# UZR

> **Type:** Factsheet | **Squad:** Usual | **Status:** Draft | **Stream:** BD **Last updated:** 2026-02-16

***

## Executive Summary

Usual Zero Rate (UZR) is the first lending market deployed on Fira (Usual Credit), the fixed-rate lending protocol owned by the Usual DAO. UZR enables users to borrow USD0 against bUSD0 collateral at a 0% base rate with a 0.10% APR (10 bps) protocol fee. The product is designed to allow users to leverage the discount at which bUSD0 trades relative to its par value, capturing the convergence to par at maturity (11 June 2028).

UZR uses a fixed 1:1 oracle for the bUSD0/USD0 price, maximizing borrowing capacity relative to mark-to-market alternatives. The protocol fee is governed by an immutable interest rate strategy contract, ensuring that the rate cannot be changed after market creation. UZR launched on 14 January 2026 and surpassed $250M in TVL within its first week of operation.
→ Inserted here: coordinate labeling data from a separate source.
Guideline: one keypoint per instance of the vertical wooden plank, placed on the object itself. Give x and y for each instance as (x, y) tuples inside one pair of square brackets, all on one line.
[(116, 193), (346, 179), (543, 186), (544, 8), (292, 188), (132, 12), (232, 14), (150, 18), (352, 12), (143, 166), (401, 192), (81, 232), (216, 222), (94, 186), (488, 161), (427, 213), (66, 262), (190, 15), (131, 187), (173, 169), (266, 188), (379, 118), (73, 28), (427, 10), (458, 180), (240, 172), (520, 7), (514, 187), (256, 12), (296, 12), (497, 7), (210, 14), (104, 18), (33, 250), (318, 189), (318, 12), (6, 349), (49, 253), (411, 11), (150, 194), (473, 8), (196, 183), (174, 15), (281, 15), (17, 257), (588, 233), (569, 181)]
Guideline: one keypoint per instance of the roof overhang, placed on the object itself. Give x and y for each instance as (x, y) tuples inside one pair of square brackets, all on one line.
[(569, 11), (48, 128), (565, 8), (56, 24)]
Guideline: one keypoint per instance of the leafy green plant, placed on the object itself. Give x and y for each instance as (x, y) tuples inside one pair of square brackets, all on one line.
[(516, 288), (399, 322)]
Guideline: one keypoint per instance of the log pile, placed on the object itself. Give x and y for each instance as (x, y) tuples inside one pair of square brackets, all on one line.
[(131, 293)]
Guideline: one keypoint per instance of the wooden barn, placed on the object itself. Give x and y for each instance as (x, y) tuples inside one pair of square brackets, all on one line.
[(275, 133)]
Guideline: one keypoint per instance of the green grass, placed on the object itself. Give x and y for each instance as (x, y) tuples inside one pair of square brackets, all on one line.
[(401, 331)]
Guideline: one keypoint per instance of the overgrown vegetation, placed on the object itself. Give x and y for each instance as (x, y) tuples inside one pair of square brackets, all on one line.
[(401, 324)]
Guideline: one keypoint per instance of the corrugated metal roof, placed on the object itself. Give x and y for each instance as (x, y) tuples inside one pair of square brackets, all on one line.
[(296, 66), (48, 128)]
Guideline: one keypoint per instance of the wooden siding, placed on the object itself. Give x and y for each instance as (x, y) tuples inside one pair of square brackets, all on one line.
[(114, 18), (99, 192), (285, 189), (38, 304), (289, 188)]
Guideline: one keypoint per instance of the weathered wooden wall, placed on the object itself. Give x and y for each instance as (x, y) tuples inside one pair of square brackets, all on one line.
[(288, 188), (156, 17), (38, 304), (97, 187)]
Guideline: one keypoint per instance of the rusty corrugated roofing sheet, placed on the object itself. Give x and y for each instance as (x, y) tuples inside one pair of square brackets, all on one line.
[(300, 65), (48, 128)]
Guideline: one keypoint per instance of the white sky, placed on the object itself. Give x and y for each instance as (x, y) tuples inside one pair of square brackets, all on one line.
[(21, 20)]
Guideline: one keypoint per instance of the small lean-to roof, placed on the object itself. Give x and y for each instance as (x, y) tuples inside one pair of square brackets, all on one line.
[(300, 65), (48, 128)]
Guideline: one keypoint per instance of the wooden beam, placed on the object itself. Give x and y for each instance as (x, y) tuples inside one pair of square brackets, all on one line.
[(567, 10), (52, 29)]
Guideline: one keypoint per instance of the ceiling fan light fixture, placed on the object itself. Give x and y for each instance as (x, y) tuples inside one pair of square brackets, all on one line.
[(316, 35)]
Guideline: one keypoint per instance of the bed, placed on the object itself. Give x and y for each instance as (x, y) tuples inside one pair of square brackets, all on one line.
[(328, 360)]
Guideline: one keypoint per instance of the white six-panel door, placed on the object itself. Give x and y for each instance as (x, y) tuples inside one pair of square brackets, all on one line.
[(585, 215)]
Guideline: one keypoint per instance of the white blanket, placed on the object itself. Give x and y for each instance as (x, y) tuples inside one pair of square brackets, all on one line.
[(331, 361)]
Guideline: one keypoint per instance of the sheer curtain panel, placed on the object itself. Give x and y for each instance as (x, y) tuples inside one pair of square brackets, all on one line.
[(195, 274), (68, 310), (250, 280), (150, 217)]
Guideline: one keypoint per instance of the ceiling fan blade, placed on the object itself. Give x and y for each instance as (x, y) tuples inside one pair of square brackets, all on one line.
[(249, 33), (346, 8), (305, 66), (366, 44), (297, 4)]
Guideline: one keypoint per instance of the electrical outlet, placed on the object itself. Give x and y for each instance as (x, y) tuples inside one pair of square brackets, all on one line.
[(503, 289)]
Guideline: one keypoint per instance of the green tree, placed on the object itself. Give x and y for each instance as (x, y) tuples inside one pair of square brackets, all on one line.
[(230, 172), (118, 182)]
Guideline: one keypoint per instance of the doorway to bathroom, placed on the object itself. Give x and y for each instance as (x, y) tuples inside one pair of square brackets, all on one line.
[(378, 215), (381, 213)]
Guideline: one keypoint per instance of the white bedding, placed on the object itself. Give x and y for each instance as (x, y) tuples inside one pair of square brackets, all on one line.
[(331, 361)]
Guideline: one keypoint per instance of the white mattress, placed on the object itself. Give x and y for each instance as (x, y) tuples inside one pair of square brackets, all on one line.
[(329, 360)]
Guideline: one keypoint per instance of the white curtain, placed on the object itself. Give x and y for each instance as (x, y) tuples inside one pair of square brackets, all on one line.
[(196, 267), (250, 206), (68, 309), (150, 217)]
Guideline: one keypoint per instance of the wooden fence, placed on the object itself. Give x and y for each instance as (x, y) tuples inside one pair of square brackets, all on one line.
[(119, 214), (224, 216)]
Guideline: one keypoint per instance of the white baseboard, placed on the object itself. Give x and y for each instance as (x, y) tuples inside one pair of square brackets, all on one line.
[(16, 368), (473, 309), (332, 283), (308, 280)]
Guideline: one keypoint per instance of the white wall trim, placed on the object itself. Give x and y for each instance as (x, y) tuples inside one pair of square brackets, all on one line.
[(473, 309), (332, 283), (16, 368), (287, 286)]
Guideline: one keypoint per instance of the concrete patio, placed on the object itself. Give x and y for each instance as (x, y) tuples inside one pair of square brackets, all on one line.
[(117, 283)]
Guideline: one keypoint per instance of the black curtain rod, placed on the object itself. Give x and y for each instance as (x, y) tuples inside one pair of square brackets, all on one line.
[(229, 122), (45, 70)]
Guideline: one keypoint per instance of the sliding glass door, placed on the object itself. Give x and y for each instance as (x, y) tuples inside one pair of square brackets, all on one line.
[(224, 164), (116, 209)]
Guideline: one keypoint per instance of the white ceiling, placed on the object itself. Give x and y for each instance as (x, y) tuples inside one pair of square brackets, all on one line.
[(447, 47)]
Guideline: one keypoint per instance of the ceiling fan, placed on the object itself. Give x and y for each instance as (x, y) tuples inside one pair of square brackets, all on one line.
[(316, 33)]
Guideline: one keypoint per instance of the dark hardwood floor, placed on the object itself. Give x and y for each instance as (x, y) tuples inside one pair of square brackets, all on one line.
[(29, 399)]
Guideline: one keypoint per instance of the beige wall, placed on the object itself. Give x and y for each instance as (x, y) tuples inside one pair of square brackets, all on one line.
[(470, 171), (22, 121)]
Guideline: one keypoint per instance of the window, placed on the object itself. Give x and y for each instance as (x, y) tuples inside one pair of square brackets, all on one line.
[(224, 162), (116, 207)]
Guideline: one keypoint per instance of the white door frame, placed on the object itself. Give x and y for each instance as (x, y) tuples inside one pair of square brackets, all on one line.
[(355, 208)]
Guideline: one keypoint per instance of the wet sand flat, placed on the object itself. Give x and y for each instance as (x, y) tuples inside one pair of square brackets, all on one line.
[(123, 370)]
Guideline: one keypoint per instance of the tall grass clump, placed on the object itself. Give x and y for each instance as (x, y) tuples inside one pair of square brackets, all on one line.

UZR replaced the prior USL product on Euler, bringing credit TVL onto DAO-owned infrastructure and eliminating third-party fee leakage estimated at approximately $700K per year.

***

## Key Facts

| Parameter                | Detail                                                   |
| ------------------------ | -------------------------------------------------------- |
| **Product**              | Usual Zero Rate (UZR)                                    |
| **Type**                 | Fixed-rate lending market                                |
| **Protocol**             | Fira (Usual Credit)                                      |
| **Owner**                | Usual DAO                                                |
| **Chain**                | Ethereum Mainnet                                         |
| **Launch date**          | 14 January 2026                                          |
| **Base borrow rate**     | 0%                                                       |
| **Protocol fee**         | 0.10% APR (10 bps), immutable                            |
| **Collateral**           | bUSD0 (Bonded USD0)                                      |
| **Loan asset**           | USD0                                                     |
| **LTV**                  | 88%                                                      |
| **LLTV**                 | 99.99%                                                   |
| **Oracle**               | Fixed 1:1 (bUSD0/USD0)                                   |
| **Maturity**             | 11 June 2028, 11:30 UTC (Unix: 1844335800)               |
| **Vault token**          | U0R                                                      |
| **Lending side**         | Usual DAO is sole lender; individual users cannot supply |
| **Governance approvals** | UIP-16 (97.9% For), UIP-18 (95.8% For)                   |

***

## Mechanism

### Borrowing

Users deposit bUSD0 as collateral into the UZR lending market and borrow USD0 at a 0% base rate plus a 0.10% APR protocol fee. The fixed-price oracle values bUSD0 at 1:1 with USD0, regardless of secondary market price, enabling higher borrowing capacity than mark-to-market alternatives.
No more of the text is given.